O parágrafo também se aplicava a clubes esportivos, mas a liderança do Reich inicialmente não exigiu consistentemente sua implementação tendo em vista os Jogos Olímpico de 1936 – eles não queriam manchetes negativas e dar razões para um possível cancelamento dos Jogos ou boicotes. Mas houve críticas e pedidos de boicote mesmo assim, que se intensificaram após as Leis Raciais de Nurembergue serem aprovadas em 1935, que mais tarde formaram a base legal para a perseguição e o extermínio dos judeus.

No entanto, muitos clubes e associações esportivas nos quais a liderança era particularmente fiel ao regime nazista implementaram o parágrafo ariano desde o início, por conta própria e em obediência antecipada. Por exemplo, a Associação Alemã de Ginástica, na época a maior associação esportiva alemã, com 1,5 milhão de membros, excluiu os judeus apenas um dia após a aprovação da lei.

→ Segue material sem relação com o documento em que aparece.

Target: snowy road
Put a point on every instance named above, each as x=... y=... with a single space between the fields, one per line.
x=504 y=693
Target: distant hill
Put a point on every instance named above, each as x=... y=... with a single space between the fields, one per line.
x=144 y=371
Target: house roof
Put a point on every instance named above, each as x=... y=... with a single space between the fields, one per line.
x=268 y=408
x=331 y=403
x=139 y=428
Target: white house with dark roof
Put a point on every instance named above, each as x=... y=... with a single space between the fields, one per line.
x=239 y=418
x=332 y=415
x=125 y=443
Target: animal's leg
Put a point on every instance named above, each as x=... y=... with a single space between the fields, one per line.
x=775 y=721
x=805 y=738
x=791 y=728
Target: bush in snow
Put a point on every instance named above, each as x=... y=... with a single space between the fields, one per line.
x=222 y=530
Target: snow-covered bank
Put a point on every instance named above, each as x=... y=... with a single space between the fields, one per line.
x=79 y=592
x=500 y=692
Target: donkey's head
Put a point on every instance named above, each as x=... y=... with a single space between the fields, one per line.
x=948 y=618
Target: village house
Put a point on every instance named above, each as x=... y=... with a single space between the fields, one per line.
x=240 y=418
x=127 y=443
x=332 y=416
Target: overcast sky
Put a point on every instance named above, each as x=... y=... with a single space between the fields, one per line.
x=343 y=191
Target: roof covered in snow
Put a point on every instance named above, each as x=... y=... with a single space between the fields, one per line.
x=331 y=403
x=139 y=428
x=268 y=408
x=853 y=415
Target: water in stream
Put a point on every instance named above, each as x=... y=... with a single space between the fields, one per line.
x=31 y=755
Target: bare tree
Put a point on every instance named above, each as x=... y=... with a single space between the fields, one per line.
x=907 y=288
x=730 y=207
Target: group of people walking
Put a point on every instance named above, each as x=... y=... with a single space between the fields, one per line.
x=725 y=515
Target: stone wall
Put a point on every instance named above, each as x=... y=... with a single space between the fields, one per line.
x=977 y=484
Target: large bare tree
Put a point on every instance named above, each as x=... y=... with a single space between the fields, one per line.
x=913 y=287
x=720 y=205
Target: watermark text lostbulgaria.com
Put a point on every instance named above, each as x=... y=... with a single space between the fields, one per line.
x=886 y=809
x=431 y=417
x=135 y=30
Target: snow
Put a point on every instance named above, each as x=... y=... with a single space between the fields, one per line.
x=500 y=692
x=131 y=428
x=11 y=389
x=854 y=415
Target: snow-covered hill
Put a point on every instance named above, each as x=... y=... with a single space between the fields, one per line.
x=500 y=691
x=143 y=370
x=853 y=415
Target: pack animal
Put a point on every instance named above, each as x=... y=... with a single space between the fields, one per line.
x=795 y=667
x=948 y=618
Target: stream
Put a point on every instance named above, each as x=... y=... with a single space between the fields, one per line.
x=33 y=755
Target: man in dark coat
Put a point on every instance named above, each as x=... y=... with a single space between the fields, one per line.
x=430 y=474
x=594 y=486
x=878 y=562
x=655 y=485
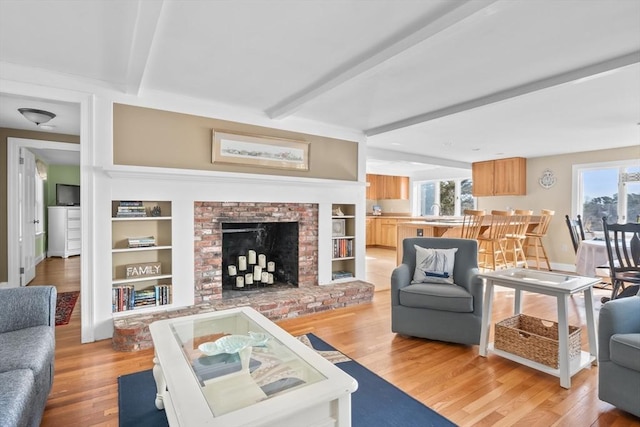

Outras associações, como de natação, remo e esqui, seguiram o exemplo. A Federação Alemã de Futebol (DFB) reagiu de forma menos radical e permitiu que os judeus continuassem jogando. No entanto, eles não tinham mais permissão para ocupar cargos de liderança em clubes de futebol. Um exemplo proeminente é Kurt Landauer, que foi presidente do Bayern de Munique por muitos anos durante o período de Weimar e teve que deixar seu cargo em 1933.

Como resultado das exclusões, os clubes esportivos judaicos cresceram muito entre 1933 e 1936, com novos associados. Entretanto, quando os Jogos Olímpicos de 1936 terminaram, a situação dos judeus na Alemanha piorou.

“Depois dos Jogos, já era possível tirar a máscara”, diz o historiador Ansgar Molzberger. “Com o início da perseguição aos judeus propriamente dita a partir de 1938, o esporte judaico também foi consistentemente destruído.”